C'est un bien bel homme, ce Joe et si attentionné, se dit-elle en reprenant sa marche. Au collège, elle avait déjà remarqué que c'était un garçon sensible et bien plus attachant que la plupart des petits durs qu'elle avait en classe... Comme elle aurait aimé avoir un fils affectueux comme Joe. Mais Geoffrey, son mari, n'avait jamais voulu entendre parler d'enfant. Aujourd'hui, elle aurait peut-être le bonheur d'être grand-mère de charmants jumeaux ! Pour Geoffrey, il n'y avait eu que les voyages au bout du monde et ses chères courses en montagne qui comptaient. Tout cela pour être maintenant incapable de marcher plus d'un kilomètre sans reprendre son souffle. Depuis combien de temps ne l'a-t-il pas accompagnée dans ses promenades matinales ? Mais ce n'est pas le moment, juge-t-elle, de se laisser envahir par ces mauvaises pensées. Avec tous ces préparatifs pour la fête de samedi, elle a une grosse journée qui l'attend.
Plus qu'une centaine de mètres avant la maison. Au détour du chemin, elle observe leur grand peuplier : son feuillage a jauni d'un coup, lui semble-t-il. Par la fenêtre, elle entrevoit Geoffrey attablé à la cuisine, visiblement très absorbé par la lecture d'une lettre à en-tête.
– Hello Geof. Bien dormi cette nuit ? Déjà levé ? Que lis-tu ?
– Une lettre.
– Oui, ça je le vois bien.
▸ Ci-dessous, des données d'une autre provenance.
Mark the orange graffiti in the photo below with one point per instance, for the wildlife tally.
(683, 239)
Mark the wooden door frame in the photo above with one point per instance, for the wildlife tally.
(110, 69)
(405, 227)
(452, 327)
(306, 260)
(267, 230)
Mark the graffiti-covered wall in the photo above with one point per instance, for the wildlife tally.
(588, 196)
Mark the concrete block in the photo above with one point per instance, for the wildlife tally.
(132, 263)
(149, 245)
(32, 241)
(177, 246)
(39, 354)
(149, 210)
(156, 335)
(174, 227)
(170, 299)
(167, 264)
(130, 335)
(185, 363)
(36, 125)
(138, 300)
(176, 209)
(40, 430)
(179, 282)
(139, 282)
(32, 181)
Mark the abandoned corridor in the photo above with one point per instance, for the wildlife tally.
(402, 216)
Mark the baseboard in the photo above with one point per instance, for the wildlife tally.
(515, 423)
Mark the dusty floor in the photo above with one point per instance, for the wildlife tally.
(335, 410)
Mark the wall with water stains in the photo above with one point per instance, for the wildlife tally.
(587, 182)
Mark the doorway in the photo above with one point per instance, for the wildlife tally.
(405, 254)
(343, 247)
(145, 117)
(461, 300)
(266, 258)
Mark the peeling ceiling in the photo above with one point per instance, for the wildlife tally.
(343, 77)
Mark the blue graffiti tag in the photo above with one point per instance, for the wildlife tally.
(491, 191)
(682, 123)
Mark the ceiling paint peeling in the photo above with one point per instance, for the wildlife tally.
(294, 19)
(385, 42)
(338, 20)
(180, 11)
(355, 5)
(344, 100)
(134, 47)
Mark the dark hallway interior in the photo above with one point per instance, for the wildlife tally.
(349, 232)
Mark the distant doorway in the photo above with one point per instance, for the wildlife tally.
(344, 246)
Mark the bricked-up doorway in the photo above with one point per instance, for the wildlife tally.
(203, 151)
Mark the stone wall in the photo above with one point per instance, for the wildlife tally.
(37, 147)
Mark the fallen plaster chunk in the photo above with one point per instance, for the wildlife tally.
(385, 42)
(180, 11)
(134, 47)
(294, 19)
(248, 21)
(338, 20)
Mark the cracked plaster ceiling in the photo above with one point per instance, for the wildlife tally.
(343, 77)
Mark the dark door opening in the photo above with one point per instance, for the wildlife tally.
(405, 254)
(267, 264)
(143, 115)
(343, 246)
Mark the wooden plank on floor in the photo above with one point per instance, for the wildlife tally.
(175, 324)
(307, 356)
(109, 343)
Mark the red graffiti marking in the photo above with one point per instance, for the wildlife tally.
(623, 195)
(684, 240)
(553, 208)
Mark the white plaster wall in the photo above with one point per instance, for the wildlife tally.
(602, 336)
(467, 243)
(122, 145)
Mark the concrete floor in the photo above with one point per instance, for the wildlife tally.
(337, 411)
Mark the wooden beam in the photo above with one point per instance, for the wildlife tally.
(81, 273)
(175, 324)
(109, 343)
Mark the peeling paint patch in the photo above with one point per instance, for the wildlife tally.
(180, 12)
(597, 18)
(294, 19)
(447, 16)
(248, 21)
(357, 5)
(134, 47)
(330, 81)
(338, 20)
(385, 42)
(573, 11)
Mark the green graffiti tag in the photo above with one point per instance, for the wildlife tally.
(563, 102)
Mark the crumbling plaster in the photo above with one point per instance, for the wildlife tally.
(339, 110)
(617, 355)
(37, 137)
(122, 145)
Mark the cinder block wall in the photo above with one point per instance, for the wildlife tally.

Mais que dit cette lettre ?
– Oh rien de spécial. Je te dirai ça tout à l'heure. J'ai refait du thé. Il est bien chaud. Je t'en sers ?
Sans répondre à son invitation, Kate se met à s'activer dans sa cuisine : donner à boire au chien, laver la vaisselle qui traîne dans l'évier. L'attitude énigmatique de Geoffrey l'a contrariée, déjà qu'elle est préoccupée avec tout ce qu'elle a en tête à propos de la fête et du reste.
– Alors, tu ne veux pas t'asseoir cinq minutes ? Je te dirai tranquillement ce qu'il y a dans cette lettre, insiste Geoffrey.
C'est toujours pareil avec elle, plus elle le sent diminué et plus elle s'agite en tous sens, pour bien lui faire sentir que c'est elle qui prend tout en mains. Mais ce qu'il veut lui dire aujourd'hui ne se raconte pas entre deux portes. Il va bien falloir qu'elle s'assoie et qu'elle l'écoute vraiment, pour une fois.
– Kate, ma chérie, si tu veux que je réponde à ta question, assieds-toi un instant, s'il te plaît.
Pourquoi tant de cérémonie, tout à coup, s'interroge-t-elle. Mais elle finit par faire ce qu'il lui demande.
– Voila. Je t'écoute mon chéri, dit-elle en s'asseyant enfin.